On Thursday, popular CBD innovator, manufacturer and distributor Diamond CBD, and their parent company PotNetwork Holdings settled what was set to be a class-action lawsuit against the brand following a dispute over labeling claims made on some of their products. According to both parties, the case was settled amicably via meditation on July 14, though details of the settlement were not disclosed to the public.
All indications are that both parties were pleased with the settlement’s outcome, with Rodney A. Max of the Upchurch Watson White & Max Mediation Group noting in the filing that “counsel have done an outstanding job of achieving resolution while representing the best interests of their clients.” Attorneys will be filing the final settlement with the court once all documents have been completed in the next few weeks.
“Without disclosing the particular terms of the settlement, our company is pleased to have amicably resolved this matter,” said PotNetwork Holdings CEO Kevin Hagen.
In the original suit, filed last September by Kathryn Potter, who represented the class as the plaintiff and Diamond CBD disagreed with Diamond CBD on what constituted appropriate labeling procedures for the consumer cannabidiol industry. Though less than 10 years old, the CBD industry is expected to be worth upwards of $23 billion within the next five years.
At the center of this lawsuit was the lack of industry regulations and oversight by the Food and Drug Administration, a federal agency that has been promising regulatory oversight for well-over a year now. Although Diamond CBD, as one of the country’s most widely recognized brands, and other such companies have instituted several checklist items to keep their processes transparent for consumers, including lab-testing, open certificates of analysis, clear product labeling, and more, they have, for the most part, been left on their own to determine how to proceed.

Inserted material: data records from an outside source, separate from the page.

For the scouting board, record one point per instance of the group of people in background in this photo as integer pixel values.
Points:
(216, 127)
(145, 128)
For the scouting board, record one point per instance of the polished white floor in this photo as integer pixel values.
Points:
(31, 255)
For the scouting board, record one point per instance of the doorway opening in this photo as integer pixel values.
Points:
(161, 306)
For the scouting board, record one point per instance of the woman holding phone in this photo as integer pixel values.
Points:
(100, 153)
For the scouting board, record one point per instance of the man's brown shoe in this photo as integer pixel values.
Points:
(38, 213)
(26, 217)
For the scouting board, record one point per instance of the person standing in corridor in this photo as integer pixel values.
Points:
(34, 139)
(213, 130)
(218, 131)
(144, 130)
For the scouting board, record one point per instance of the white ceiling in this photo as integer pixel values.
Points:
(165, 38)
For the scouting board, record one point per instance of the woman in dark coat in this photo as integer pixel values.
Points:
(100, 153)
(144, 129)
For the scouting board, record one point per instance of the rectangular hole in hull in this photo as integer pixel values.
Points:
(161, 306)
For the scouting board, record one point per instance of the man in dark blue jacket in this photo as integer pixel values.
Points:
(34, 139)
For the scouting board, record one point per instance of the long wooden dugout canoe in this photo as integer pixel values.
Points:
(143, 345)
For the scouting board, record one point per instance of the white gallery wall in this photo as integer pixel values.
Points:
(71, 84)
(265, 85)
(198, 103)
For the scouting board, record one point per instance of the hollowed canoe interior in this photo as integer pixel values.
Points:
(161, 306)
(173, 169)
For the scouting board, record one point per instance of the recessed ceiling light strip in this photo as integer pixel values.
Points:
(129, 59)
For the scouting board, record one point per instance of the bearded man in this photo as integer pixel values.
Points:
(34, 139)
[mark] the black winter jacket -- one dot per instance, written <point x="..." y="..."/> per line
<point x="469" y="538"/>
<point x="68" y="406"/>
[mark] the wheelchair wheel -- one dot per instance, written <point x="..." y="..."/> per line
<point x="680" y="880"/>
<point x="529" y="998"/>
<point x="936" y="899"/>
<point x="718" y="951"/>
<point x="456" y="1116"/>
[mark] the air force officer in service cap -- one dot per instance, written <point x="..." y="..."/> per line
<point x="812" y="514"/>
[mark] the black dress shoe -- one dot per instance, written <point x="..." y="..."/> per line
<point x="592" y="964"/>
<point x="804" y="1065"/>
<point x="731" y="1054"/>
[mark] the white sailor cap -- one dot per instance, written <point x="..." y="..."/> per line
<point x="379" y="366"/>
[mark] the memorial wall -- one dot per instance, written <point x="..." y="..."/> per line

It’s an ensuing vacuum that has created confusion among consumers and industry insiders alike. Although companies like Diamond CBD have done their best to meet a certain standard, most in the industry are still waiting for FDA guidance to clear up what has been a confusing period.

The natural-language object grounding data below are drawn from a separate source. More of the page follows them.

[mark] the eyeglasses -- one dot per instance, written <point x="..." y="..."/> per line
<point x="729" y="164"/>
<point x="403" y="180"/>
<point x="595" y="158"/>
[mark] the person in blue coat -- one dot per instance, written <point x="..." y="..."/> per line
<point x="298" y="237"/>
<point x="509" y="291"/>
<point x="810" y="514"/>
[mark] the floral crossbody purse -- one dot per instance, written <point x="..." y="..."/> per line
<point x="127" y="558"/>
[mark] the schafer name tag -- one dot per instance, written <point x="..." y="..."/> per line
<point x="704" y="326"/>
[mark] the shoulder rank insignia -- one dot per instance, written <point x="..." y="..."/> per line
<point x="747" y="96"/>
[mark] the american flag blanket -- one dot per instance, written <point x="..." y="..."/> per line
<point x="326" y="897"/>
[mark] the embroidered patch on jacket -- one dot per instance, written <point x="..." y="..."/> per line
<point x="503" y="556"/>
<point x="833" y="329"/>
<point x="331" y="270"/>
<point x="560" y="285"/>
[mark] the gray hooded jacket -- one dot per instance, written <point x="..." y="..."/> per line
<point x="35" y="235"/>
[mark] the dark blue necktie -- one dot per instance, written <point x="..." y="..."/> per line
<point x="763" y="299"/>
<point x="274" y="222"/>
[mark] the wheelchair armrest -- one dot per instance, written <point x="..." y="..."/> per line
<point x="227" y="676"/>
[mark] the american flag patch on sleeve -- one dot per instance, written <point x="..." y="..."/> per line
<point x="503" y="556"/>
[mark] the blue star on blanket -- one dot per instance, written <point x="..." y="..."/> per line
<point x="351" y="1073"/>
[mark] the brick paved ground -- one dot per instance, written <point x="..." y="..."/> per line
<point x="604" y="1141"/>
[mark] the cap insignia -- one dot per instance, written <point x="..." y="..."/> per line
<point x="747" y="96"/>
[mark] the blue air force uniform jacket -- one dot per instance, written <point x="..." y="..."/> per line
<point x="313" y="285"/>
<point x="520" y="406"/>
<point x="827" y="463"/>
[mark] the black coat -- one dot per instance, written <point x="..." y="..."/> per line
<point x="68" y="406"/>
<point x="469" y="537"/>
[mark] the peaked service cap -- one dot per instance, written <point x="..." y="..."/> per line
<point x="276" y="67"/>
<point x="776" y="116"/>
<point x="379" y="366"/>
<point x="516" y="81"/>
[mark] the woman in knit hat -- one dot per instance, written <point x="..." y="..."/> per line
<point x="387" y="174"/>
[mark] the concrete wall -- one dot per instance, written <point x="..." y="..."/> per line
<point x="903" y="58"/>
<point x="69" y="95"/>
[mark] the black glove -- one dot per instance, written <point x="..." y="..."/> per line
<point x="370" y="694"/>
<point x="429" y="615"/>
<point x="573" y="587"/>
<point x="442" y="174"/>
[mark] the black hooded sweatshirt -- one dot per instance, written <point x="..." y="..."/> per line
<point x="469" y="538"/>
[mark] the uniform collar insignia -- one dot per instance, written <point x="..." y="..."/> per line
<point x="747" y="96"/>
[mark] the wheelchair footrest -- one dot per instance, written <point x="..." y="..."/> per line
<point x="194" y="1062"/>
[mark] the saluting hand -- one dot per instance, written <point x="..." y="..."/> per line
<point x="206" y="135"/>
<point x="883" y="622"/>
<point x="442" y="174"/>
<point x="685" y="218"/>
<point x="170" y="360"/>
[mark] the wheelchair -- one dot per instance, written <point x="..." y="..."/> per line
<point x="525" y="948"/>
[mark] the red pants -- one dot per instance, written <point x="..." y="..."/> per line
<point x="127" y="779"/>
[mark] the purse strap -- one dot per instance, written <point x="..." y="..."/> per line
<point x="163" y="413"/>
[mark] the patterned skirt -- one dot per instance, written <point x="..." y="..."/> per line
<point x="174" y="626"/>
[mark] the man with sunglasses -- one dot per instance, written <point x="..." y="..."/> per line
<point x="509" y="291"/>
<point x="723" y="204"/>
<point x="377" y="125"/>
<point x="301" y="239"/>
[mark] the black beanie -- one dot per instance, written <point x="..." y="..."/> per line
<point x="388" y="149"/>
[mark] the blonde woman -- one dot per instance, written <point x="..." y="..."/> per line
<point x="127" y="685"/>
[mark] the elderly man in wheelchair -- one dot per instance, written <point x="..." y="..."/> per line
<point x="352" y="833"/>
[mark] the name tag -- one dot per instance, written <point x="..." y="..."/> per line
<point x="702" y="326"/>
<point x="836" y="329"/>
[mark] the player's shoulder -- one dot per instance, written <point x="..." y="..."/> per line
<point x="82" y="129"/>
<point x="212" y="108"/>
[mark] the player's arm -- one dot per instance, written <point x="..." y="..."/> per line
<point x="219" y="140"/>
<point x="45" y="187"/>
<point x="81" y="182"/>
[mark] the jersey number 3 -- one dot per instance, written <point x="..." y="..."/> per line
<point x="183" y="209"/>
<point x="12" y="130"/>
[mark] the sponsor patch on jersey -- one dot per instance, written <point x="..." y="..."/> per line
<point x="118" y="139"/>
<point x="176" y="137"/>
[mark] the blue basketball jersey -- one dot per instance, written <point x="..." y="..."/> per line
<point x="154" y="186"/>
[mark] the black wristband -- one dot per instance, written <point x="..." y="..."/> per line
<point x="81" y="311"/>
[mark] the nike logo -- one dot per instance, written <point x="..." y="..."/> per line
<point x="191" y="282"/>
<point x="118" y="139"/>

The FDA’s lack of regulations has held up several important cases in federal court this year. In Colette v. CV Sciences, Inc., where the plaintiffs made a claim of fraudulent and deceptive advertising practices regarding CBD products, the judge in the U.S. District Court for the Central District of California issued a stay until the FDA institutes rules and regulations over the industry. Another case in the Southern District of Florida Snyder v. Green Roads of Florida saw the same thing happen.
The presiding judge in the Diamond CBD case did rule differently and was prepared to allow the case to move forward despite the FDA’s lack of policy guidelines. However, last week, the FDA submitted a draft policy to the White House for review, which led many experts to believe that official regulations could come down any day now.
Prior to the settlement, the judge did dismiss some of the plaintiff’s claims, making the point that she had no standing to sue the company for products she never bought nor intended to purchase again in the future.
Meanwhile, with the lawsuit now behind them, Diamond CBD awaits the draft policy guideline from the FDA and is eagerly looking to the future, which includes plans for several new product launches on the consumer CBD market.
“[We plan] to continue our focus of providing the very best, top-quality hemp-derived products to our customers,” said Hagen.